Ed è proprio in Italia che nasce una delle sperimentazioni più promettenti. Si chiama Foreverland e ha sede a Milano. Al posto del cacao, utilizza baccelli di carrube fermentati e tostati per produrre Choruba, una polvere che richiama alla lontana l’aroma del cioccolato ma con note più dolci e caramellate. Il fondatore Massimo Sabatini –  in un’intervista alla BBC – ammette senza giri di parole: “La carruba non sa di cioccolato.
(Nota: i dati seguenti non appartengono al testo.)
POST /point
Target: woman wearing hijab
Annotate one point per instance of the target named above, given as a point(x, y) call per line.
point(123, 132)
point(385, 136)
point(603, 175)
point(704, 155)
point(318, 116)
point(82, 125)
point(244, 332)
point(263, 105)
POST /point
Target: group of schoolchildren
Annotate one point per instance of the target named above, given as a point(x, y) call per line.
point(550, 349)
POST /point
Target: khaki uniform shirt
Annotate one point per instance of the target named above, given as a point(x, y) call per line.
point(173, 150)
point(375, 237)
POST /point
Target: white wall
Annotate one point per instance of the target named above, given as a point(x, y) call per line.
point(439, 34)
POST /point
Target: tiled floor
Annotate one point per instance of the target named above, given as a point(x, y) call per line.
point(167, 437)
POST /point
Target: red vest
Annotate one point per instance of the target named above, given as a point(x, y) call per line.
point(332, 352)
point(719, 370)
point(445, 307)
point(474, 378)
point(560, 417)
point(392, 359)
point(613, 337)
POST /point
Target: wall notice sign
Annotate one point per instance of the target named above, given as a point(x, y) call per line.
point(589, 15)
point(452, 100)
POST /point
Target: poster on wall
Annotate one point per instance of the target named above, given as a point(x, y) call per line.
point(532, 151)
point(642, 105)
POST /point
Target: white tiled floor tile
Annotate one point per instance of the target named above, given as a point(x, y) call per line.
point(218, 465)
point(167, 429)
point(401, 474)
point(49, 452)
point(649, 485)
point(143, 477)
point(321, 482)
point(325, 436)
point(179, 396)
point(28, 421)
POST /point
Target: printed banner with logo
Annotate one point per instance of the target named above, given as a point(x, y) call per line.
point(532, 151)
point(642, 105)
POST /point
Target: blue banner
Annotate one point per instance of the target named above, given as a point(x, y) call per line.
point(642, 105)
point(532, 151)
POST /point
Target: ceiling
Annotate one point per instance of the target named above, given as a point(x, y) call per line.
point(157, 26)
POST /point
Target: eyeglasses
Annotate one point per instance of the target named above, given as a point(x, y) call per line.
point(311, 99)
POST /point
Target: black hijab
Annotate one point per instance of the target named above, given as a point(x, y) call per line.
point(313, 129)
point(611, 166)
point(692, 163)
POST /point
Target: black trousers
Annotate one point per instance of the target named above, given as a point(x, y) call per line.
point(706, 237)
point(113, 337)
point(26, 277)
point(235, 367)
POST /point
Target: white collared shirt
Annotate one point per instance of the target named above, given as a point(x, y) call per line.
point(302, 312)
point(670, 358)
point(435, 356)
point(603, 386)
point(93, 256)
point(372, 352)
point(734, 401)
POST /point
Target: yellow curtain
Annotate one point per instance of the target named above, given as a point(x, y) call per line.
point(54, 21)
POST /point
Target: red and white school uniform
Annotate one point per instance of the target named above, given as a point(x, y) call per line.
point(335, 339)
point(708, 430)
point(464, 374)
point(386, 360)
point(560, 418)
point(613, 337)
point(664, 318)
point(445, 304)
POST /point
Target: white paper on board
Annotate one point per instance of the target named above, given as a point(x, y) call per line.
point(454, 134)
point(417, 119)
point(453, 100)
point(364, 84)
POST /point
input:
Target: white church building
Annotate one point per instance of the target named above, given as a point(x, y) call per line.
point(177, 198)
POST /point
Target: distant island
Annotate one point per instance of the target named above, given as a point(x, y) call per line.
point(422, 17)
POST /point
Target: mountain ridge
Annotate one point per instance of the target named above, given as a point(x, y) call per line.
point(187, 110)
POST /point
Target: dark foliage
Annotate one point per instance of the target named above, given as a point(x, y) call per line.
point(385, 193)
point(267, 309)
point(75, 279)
Ma lavorandola bene, possiamo avvicinarci molto.”
La vera scommessa di Foreverland non è solo sensoriale, ma anche nutrizionale: meno zucchero, più fibre e meno grassi. Un’alternativa più sana, quindi, ma capace di soddisfare il palato? Questo lo diranno i consumatori. Intanto, l’azienda ha inaugurato lo scorso marzo il suo primo impianto produttivo e punta a inserirsi proprio nel “vuoto” lasciato dal cacao.

Nuovi sapori, vecchie sfide

Accanto a Foreverland, ci sono realtà come Planet A Foods in Germania (che lavora i semi di girasole) e Nukoko nel Regno Unito (che punta sulle fave). Tutti assicurano: non vogliamo sostituire il cioccolato, ma offrire un’alternativa per evitare che diventi inaccessibile. Un aiuto, insomma, per non lasciare i consumatori orfani del loro snack preferito. Eppure, la questione è anche etica. Cosa succede se i sostituti prendono davvero piede? C’è il rischio che i coltivatori di cacao – già oggi tra i lavoratori agricoli più poveri al mondo – vengano messi ulteriormente ai margini. Come ricorda la biologa Tonya Lander dell’Università di Oxford “ogni alternativa dovrebbe essere sviluppata in dialogo con le cooperative di produttori”.
Insomma, le alternative al cacao sono in crescita. Ma la loro diffusione dipenderà da molti fattori: gusto, prezzo, accettazione culturale, ma anche responsabilità verso chi, da generazioni, vive di cacao.
Nel frattempo, forse è il caso di assaggiare una pralina alla carruba.